The most common food that causes allergy problems are peanuts, fish, shellfish, eggs, cow milk, soy protein, wheat and corn. These are all protein compounds. The proteins in these foods can cause allergies in a genetically susceptible person. This is usually easy to recognize and diagnose. It can consist of several
possible reactions including eczema rash flare-ups, hives, gastrointestinal symptoms, and respiratory symptoms ranging from runny nose to asthma. The best way to accurately diagnose these allergies is to eliminate the food for some time, say, two to four
weeks. Then challenge with a large quantity of the suspected food in a careful setting such as a doctor's office. If the symptoms come on within minutes to hours of ingestion, it is usually easy to tell if the food brought it on. This can be repeated twice if you are not sure. About 5% of the population have these type of
classic food allergy reactions. 

Many other reactions occur from foods which are not true allergy reactions but rather what we call "food intolerances". An example is tyrosine intolerance when eating chocolate. It can cause abdominal pain, flushing, or even headaches. It's caused by a chemical intolerance to tyrosine. Another example is strawberries 
which contain a histamine, a chemical actually in the strawberry itself. This can cause headaches and other symptoms which may seem to be allergies but are actually due to intolerance to the extra histamine circulating in the blood. Probably the most common
symptom caused by food intolerance is lactose intolerance present in about 80% of people world-wide. This occurs when we drink milk or other milk products in large quantity and our body cannot break down the lactose sugar in the milk. 

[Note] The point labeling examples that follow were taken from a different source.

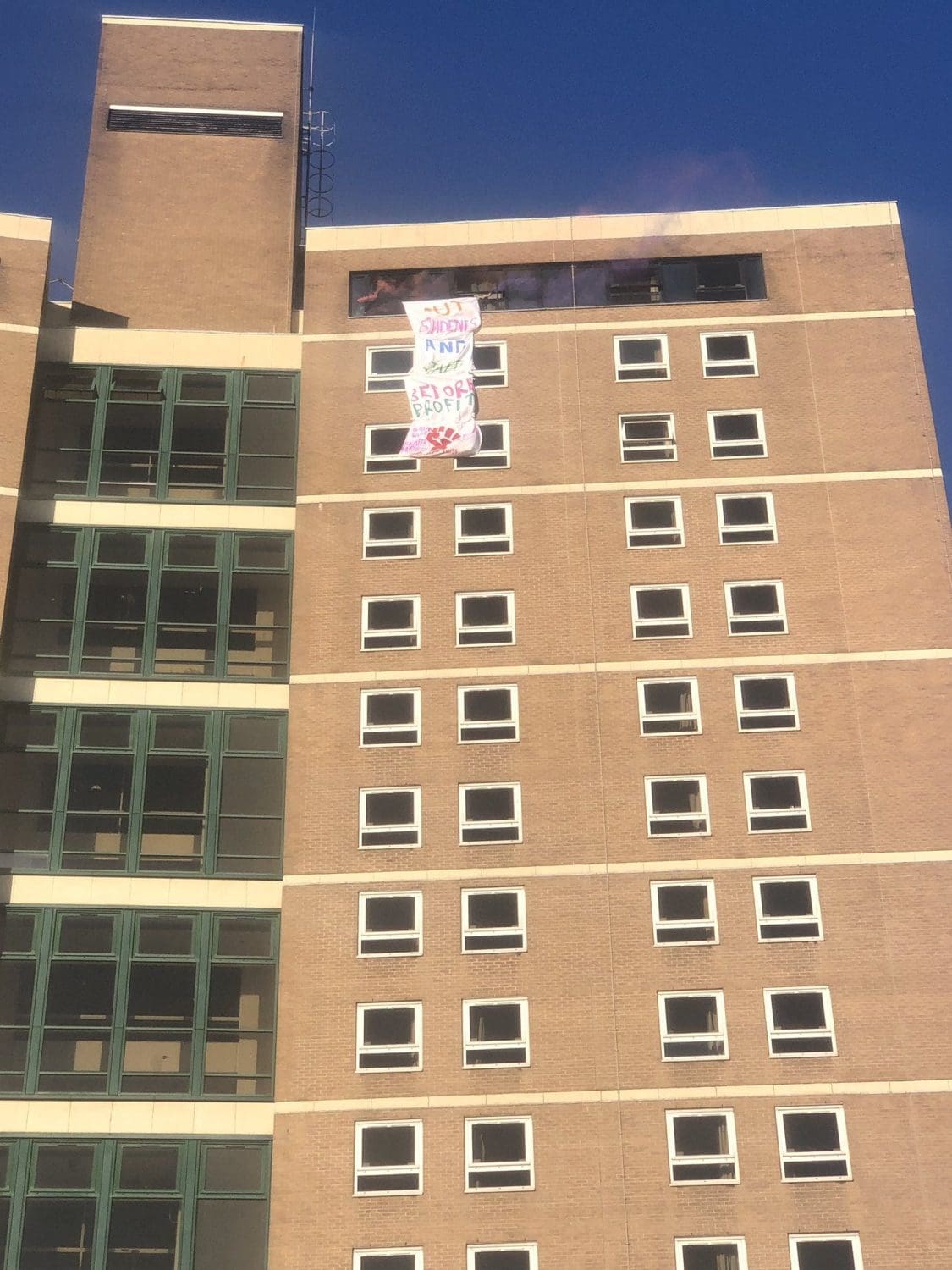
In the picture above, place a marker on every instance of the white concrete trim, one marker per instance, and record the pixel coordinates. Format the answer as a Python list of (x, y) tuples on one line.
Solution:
[(673, 663), (566, 229), (102, 891), (621, 485)]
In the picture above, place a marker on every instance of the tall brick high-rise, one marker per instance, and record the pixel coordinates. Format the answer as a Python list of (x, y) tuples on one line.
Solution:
[(560, 881)]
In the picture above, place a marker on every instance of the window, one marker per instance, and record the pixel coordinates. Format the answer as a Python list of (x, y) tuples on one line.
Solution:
[(390, 621), (825, 1252), (390, 925), (192, 1204), (647, 439), (484, 528), (713, 1254), (799, 1021), (660, 612), (497, 1033), (139, 1005), (766, 703), (485, 617), (390, 817), (642, 357), (746, 518), (702, 1147), (787, 908), (487, 714), (728, 353), (499, 1153), (494, 921), (494, 451), (388, 1158), (159, 792), (390, 1036), (490, 813), (165, 434), (668, 708), (685, 912), (149, 602), (390, 533), (381, 449), (812, 1145), (654, 522), (736, 433), (390, 716), (756, 607), (776, 802), (677, 805)]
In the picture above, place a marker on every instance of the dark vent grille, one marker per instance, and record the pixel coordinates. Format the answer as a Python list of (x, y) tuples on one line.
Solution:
[(211, 124)]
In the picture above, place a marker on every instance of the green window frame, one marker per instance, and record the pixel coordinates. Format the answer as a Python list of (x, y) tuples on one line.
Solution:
[(162, 433), (149, 602), (137, 1005), (121, 1203), (142, 792)]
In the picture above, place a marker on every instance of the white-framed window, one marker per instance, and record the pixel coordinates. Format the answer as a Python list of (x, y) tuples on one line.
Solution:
[(787, 908), (390, 817), (641, 357), (776, 802), (497, 1033), (728, 352), (825, 1252), (499, 1153), (391, 533), (494, 451), (487, 713), (746, 518), (388, 1036), (654, 522), (390, 716), (715, 1252), (485, 617), (685, 912), (484, 528), (799, 1023), (490, 813), (502, 1256), (381, 449), (766, 703), (736, 433), (702, 1147), (693, 1025), (647, 439), (660, 612), (756, 607), (494, 919), (390, 621), (677, 805), (812, 1143), (388, 1157), (390, 924), (669, 708)]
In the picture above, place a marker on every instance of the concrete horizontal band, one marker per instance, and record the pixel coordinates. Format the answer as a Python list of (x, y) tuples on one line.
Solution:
[(673, 663), (723, 864), (568, 229), (622, 485), (685, 1094)]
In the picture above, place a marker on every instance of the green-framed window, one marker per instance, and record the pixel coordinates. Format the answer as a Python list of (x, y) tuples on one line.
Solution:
[(144, 602), (124, 1003), (170, 792), (162, 433), (126, 1203)]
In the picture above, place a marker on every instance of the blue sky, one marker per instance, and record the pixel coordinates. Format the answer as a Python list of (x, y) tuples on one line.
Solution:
[(611, 106)]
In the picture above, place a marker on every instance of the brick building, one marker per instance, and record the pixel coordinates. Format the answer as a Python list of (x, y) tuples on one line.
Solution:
[(520, 863)]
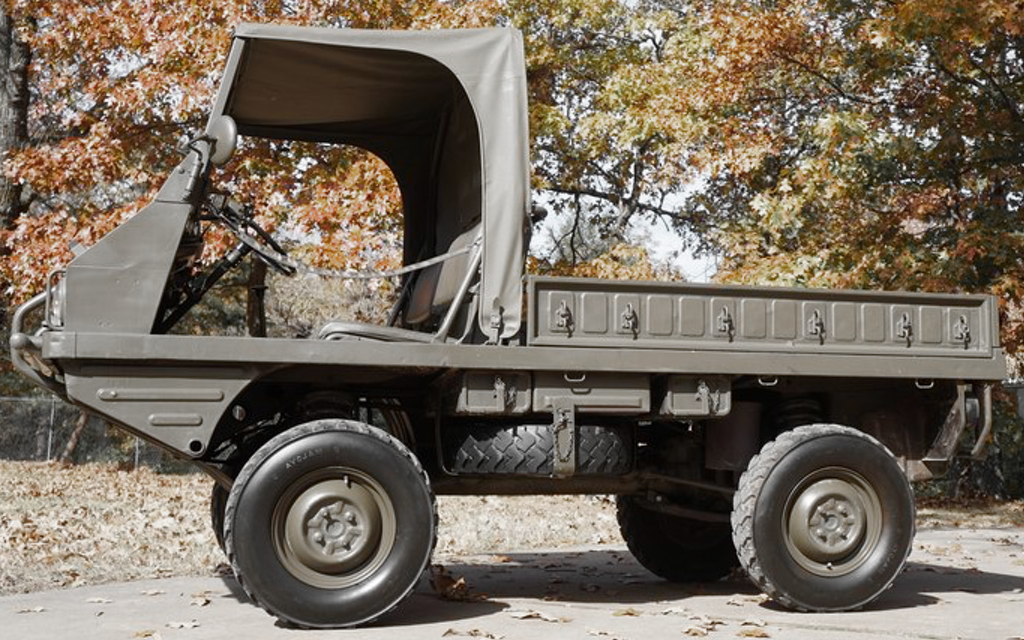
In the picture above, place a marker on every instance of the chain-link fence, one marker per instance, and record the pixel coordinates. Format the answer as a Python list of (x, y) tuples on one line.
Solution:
[(45, 428)]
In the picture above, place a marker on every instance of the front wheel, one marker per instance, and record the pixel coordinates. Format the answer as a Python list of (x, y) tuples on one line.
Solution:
[(823, 518), (330, 524)]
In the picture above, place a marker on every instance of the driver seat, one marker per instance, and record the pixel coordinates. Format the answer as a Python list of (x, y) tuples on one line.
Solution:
[(437, 292)]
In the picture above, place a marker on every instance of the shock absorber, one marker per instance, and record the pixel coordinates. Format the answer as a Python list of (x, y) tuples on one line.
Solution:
[(793, 413)]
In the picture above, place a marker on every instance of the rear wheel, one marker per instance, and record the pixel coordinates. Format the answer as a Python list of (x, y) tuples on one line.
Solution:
[(823, 518), (330, 524), (678, 549)]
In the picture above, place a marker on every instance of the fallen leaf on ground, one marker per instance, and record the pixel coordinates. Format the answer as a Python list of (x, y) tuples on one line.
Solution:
[(539, 615), (675, 610), (628, 611), (449, 587), (472, 633), (186, 625)]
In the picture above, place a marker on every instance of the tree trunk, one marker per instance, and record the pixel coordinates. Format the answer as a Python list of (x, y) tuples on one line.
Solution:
[(255, 306), (76, 435), (14, 57)]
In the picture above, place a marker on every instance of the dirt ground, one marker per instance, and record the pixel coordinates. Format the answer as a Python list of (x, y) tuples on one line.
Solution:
[(69, 526)]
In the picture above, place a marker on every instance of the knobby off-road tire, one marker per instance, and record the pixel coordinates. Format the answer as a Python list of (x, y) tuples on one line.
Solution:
[(823, 518), (218, 502), (678, 549), (330, 524)]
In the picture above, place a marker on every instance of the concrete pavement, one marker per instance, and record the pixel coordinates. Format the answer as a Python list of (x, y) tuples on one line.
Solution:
[(958, 584)]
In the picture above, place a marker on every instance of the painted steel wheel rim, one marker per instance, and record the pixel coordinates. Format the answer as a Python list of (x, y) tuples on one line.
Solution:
[(833, 521), (334, 527)]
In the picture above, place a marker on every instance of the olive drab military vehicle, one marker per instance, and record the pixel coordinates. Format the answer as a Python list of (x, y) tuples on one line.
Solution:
[(774, 429)]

Other food intolerances include food poisoning. Food poisoning can occur from food being left out and can include Staphylococcus food poisoning, Salmonella food poisoning and Botulism food poisoning.  These can cause tremendous gastrointestinal symptoms such as
diarrhea, vomiting and severe cramping. 

Other food intolerances which may mimic a food allergy include gastroesophageal reflex. This is an increase of acid from the stomach moving up the esophagus after eating certain intolerant foods. This is most common when mixing heavy fatty foods and alcohol such as a big bowl of gumbo and several beers and then, lying down shortly afterwards. 

Another intolerance is called gustatory rhinitis. It is a runny nose which occurs after eating or smelling a spicy food such as highly seasoned crawfish or hot mustard or horseradish. 

It is very important to distinguish true food allergies from food intolerances. True food allergies can be quite dangerous and can advance to the point of full-blown anaphylaxis. Anaphylaxis is a total body allergic reaction with wheezing, hives, paleness, tightness of the throat and ultimately shock and possibly death. 
Patients who have food allergies, bronchial asthma, and eczema are the most high risk group for developing anaphylaxis. The most common foods to cause anaphylaxis are nuts particularly peanuts. 

Any patient with anaphylaxis to foods should carry a bracelet in case they ever ingest their allergic food accidentally. They should also carry adrenaline to reverse the life-threatening reactions and allow them time to get to the hospital.